In the 10 years since Roca Junyent became the first Spanish law firm to open an office in Shanghai, the Chinese economy has changed, says Josep Herrero, Co-Managing Partner of the Asian Desk. And demand in China is offering up new opportunities for foreign investors.
In the beginning, the purpose of doing business in China was to manufacture there and then sell around the world, he explains. Then it became about producing and selling in China as well. “Now, with increasing Chinese consumer demand for European and South American products and resources, the trend is to advise Chinese companies who come to Spain, or Spanish companies who want to establish a joint venture with a Chinese company at home or in South America.”
In contrast to the relatively secure wholly foreign-owned enterprise, the joint venture (JV) has been a quick, and historically risky, mode of entry into the Chinese market, says Herrero. However, given the changing economy, finding the right local partner requires a more sophisticated approach, and recognition that China is no longer doing business in the same way.
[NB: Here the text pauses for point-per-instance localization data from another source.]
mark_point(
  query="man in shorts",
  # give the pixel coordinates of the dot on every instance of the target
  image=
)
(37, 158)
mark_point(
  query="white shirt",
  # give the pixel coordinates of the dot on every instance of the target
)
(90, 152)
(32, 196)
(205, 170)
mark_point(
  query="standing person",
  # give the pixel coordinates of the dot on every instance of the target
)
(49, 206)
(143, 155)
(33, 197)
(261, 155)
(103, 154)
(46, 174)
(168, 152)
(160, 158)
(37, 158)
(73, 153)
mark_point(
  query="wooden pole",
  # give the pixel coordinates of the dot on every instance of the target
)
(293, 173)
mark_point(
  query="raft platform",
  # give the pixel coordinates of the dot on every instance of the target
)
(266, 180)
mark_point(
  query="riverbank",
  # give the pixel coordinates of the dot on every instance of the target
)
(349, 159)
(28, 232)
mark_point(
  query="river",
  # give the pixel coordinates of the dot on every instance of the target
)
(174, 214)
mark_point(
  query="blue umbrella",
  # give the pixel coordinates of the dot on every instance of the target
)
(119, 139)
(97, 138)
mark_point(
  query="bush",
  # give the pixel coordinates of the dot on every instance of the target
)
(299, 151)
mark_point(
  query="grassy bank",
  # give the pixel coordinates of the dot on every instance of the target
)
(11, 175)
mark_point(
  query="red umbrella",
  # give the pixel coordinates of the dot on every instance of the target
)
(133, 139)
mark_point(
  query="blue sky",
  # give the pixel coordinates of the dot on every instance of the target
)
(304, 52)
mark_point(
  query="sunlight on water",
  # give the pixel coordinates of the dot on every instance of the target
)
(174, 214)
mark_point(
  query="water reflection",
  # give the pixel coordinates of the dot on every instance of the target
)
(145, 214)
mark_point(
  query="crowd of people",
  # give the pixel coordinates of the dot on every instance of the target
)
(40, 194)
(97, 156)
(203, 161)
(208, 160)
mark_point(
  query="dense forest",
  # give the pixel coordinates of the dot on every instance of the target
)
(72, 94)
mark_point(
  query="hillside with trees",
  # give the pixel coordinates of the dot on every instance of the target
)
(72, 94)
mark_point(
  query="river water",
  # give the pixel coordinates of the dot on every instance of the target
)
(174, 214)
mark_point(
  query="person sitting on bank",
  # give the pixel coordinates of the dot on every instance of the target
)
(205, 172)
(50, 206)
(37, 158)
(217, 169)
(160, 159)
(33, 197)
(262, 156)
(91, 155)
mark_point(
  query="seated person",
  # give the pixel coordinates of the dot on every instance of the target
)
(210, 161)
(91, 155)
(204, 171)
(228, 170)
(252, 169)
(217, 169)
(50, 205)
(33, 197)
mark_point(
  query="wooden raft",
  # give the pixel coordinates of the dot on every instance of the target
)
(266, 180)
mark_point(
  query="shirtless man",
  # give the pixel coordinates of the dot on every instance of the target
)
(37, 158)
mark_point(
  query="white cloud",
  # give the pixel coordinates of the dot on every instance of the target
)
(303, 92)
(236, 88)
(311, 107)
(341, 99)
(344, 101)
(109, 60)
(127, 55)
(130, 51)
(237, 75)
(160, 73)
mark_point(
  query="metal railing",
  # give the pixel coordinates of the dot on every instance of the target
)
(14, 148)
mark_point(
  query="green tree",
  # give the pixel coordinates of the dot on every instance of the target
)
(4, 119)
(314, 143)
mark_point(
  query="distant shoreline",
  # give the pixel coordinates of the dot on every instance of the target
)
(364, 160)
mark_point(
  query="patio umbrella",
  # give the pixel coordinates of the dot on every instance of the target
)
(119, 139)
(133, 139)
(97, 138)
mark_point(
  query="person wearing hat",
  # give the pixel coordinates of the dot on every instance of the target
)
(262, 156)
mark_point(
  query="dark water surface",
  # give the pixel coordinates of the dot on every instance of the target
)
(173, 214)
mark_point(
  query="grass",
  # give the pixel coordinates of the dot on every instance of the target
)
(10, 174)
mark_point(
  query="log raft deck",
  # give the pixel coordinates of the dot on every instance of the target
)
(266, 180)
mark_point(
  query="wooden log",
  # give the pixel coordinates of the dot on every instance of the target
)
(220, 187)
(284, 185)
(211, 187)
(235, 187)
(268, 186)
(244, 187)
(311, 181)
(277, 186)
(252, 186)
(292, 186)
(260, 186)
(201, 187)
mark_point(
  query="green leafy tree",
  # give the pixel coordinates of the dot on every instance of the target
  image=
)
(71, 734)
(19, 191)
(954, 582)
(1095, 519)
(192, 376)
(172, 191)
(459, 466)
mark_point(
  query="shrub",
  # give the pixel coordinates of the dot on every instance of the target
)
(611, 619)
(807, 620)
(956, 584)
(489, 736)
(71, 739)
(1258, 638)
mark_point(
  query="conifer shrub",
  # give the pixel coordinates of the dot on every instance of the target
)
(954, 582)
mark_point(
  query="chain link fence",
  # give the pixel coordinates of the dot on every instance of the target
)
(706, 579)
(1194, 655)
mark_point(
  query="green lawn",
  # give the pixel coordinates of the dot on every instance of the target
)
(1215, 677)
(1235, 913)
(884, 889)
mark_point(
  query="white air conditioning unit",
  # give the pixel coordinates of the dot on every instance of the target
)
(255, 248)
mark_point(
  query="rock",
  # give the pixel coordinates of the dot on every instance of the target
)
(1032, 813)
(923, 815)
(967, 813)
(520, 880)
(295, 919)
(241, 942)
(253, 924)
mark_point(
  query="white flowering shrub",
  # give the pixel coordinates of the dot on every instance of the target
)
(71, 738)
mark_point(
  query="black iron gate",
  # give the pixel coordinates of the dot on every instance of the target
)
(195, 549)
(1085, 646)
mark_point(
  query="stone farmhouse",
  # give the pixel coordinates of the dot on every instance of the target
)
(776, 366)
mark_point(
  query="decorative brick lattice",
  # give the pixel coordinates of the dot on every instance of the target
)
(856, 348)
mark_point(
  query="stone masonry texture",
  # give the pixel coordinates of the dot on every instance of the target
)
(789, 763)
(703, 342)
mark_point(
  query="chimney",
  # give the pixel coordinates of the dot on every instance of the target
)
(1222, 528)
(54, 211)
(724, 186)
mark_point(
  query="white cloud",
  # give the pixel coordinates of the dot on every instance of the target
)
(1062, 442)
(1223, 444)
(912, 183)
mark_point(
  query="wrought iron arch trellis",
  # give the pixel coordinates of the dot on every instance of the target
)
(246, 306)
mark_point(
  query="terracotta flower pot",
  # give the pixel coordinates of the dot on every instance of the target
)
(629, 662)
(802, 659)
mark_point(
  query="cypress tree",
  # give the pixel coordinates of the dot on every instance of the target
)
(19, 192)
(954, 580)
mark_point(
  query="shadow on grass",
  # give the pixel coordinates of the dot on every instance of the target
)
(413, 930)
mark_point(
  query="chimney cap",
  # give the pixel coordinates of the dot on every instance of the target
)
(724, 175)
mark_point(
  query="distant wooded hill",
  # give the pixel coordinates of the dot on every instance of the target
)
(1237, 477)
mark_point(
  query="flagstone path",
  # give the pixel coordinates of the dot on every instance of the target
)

“In stark contrast to ten years ago, it’s now difficult to find a Chinese JV partner, as they already have both the technology and the knowledge,” he explains.
“It is now the Chinese that are viewing countries such as Spain as a ‘bargain’, with more companies establishing a presence here.”
So with Chinese companies wanting to invest in Spain, and vice versa, law firms need to have both a Chinese workforce that can understand Spanish law, as well as staff able to assist Spanish clients in China.
The trick, says Herrero, is the ability to balance front offices either in China or Spain.